Once paired, a peer can sign its requests with four headers — and the audit log records who it was.

HeaderDescription
X-DVAI-Peer-Device-IdThe peer's deviceId (matches the handshake).
X-DVAI-App-IdThe peer's appId (matches the handshake).
X-DVAI-NoncePer-request nonce (any unique string).
X-DVAI-SignatureHex HMAC-SHA256(pairingKey, composeSignedMessage(nonce, "POST", "/v1/chat/completions", bodyJson)).

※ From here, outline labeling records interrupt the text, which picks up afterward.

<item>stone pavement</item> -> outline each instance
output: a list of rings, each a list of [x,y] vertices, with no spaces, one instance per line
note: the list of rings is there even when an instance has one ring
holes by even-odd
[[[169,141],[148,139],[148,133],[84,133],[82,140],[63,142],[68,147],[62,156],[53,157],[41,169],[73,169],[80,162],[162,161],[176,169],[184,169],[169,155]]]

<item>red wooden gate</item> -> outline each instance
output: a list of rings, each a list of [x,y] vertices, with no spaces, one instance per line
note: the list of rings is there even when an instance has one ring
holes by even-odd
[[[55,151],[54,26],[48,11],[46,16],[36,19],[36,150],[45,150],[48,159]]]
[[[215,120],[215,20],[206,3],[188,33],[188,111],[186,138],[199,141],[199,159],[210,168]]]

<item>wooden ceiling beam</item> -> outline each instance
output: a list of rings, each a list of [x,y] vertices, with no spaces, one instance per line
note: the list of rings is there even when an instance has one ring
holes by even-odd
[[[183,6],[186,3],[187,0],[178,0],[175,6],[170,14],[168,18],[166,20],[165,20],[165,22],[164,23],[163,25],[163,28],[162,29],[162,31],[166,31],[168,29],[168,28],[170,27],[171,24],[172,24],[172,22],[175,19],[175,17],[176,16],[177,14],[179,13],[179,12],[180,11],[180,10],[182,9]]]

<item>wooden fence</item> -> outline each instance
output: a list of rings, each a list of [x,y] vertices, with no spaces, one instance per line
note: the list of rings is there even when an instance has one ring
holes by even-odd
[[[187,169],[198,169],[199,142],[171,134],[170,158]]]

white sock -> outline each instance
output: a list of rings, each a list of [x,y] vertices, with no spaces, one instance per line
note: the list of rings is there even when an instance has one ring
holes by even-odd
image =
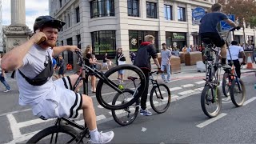
[[[90,139],[97,142],[98,140],[98,129],[94,129],[93,130],[89,130],[90,135]]]

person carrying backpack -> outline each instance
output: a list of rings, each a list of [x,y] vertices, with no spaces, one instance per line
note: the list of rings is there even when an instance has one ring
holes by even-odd
[[[134,65],[139,67],[144,73],[146,77],[146,89],[141,98],[140,114],[149,116],[152,113],[146,109],[146,99],[149,89],[150,72],[151,71],[150,58],[154,59],[154,64],[158,66],[158,70],[161,71],[161,67],[158,60],[158,54],[154,46],[154,37],[153,35],[146,35],[145,42],[142,42],[137,51]]]

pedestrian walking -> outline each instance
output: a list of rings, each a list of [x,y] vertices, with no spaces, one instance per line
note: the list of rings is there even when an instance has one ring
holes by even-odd
[[[102,70],[106,69],[107,70],[109,70],[109,66],[107,63],[110,60],[107,58],[107,53],[105,53],[104,58],[103,58]]]
[[[162,79],[166,83],[170,82],[170,57],[171,52],[170,50],[166,49],[166,44],[162,44],[162,50],[161,51],[161,70],[166,71],[167,79],[166,78],[166,74],[162,74]]]
[[[126,64],[126,57],[122,54],[122,48],[118,48],[117,50],[117,58],[116,58],[117,66]],[[123,82],[123,74],[125,73],[124,70],[118,70],[118,79],[119,80],[119,83]]]
[[[3,92],[6,93],[6,92],[11,90],[11,89],[10,87],[10,85],[7,83],[7,82],[6,80],[5,70],[1,69],[1,60],[2,60],[2,55],[0,54],[0,81],[6,86],[6,89]]]
[[[62,55],[58,56],[58,62],[57,65],[57,70],[58,70],[58,78],[65,77],[66,73],[66,64]]]
[[[238,77],[240,78],[241,77],[241,64],[239,62],[238,55],[241,54],[242,57],[242,62],[245,63],[246,60],[246,54],[244,53],[244,50],[242,47],[238,46],[238,42],[237,41],[232,41],[231,42],[231,46],[229,46],[230,54],[231,54],[231,58],[234,62],[234,66],[235,67],[235,72],[237,73]],[[226,53],[226,59],[228,60],[228,64],[231,66],[231,58],[230,53]]]

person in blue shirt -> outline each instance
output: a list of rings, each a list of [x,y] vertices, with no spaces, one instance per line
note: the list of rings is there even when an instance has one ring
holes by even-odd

composeSignedMessage, signHmac, and verifyHmac are exported from the @dvai-bridge/core package root. Targets — like the Hub — check the signature against the stored pairing key:

  • All four headers present and the signature verifies — the audit row records the real appId and peerDeviceId.
  • All four absent — the legacy anonymous path runs. Audit logs appId: "anonymous". v3.0 SDKs land here.
  • Some headers but not all — 401 with the reason "all four or none".

The Hub interceptor rejects requests whose model name parses to family: "unknown" — that's the parser's sentinel for "I can't read this." Substituting one sentinel for another tells you nothing, so the Hub refuses.